Update: More than 160 people have gotten sick and one person has died in a salmonella outbreak linked to raw turkey that the Centers for Disease Control and Prevention (CDC) has been following for about a year. Now, Jennie-O is recalling 147,276 pounds (nearly 74 tons), making it the first company to recall its products in connection to the outbreak, according to the U.S. Department of Agriculture's Food Safety and Inspection Service (FSIS).
The affected products include Jennie-O 1-pound packages of:
Ground Turkey 93% Lean/7% Fat
Ground Turkey 90% Lean/10% Fat
Ground Turkey 85% Lean/15% Fat
Taco Seasoned Ground Turkey
Italian Seasoned Ground Turkey
All of the affected products have "use by" dates between October 1 and October 2, 2018 and read "P-190" inside the USDA mark of inspection.
The recall comes after an FSIS inspection found that an unopened package of Jennie-O ground turkey from a patient's home contained a strain of salmonella that matched the patient's and the strain identified in the outbreak. However, the CDC notes that it has not identified a common manufacturer in the outbreak. "The outbreak strain of Salmonella Reading is present in live turkeys and in many types of raw turkey products, indicating it might be widespread in the turkey industry," the CDC says.

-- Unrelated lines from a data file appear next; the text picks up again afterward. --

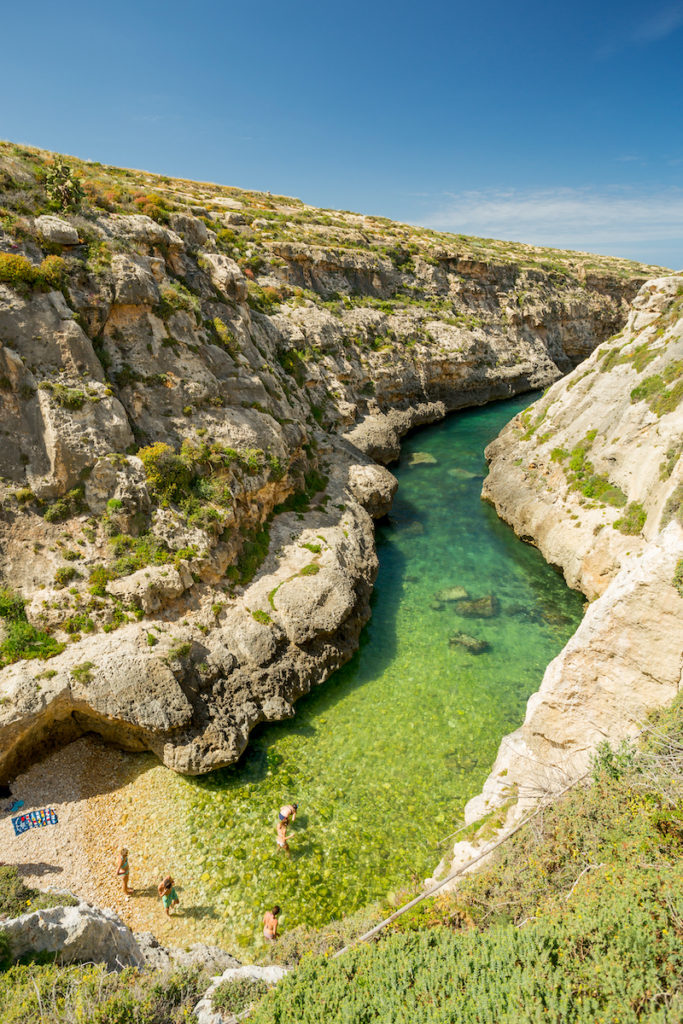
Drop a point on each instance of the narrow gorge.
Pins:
(201, 388)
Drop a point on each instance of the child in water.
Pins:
(123, 868)
(168, 894)
(270, 924)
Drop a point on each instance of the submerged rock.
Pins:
(451, 594)
(480, 607)
(469, 643)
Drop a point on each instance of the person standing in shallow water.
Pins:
(286, 814)
(270, 924)
(123, 868)
(168, 894)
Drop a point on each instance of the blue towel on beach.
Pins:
(34, 819)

To learn more about the outbreak and how to cook safely with raw turkey, continue to our original story below.
Original Report (November 12, 2018):
This is the latest update in an outbreak the CDC has been tracking for almost exactly a year. The first illnesses reported as part of the outbreak started between November 20, 2017 and have continued to pop up through October 20, 2018. In total, there have been 164 illnesses in 35 states associated with the outbreak, 63 of which required hospitalization. Of those, 74 cases in 26 states—including one death—were reported since the CDC's last update this past July.
According to health department interviews with 85 people who became sick in connection the outbreak, 44 people became ill after eating turkey products they had purchased raw, including turkey pieces, whole turkey, and ground turkey. And another three people became ill after handling raw turkey to feed to their pets (for the record, the CDC doesn't recommend feeding pets a raw diet).

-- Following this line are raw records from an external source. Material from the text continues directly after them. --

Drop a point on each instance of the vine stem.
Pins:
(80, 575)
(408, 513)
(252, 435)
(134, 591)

There aren't any recalls associated with the outbreak, and the CDC isn't warning consumers against buying any specific products. However, the agency is still reminding everyone to be especially careful when handling raw turkey.
The symptoms of a salmonella infection usually start within three days of being exposed to contaminated food.
As SELF wrote previously, those symptoms usually include gastrointestinal issues, such as abdominal cramps, diarrhea, nausea, and vomiting, as well as fever, headache, and chills.
For most otherwise healthy adults, a salmonella infection isn't particularly serious. But it's more likely to be severe in young children, the elderly, pregnant people, and anyone with an already weakened immune system. The strain of salmonella bacteria identified in this outbreak was tested and found to be resistant to multiple antibiotics. But, the CDC says, it isn't resistant to the types most often used in treatment, so it shouldn't present an issue for most patients.
Right now, this is a reminder that it's incredibly important to be careful when preparing any raw meat or poultry—including turkey. That means following basic food safety procedures, like washing your hands, making sure your turkey is cooked thoroughly (up to 165 degrees Fahrenheit), and keeping raw turkey separate from other foods while preparing it to avoid spreading any germs. Although it's always important to keep these tips in mind, they'll be especially crucial as we head into Thanksgiving.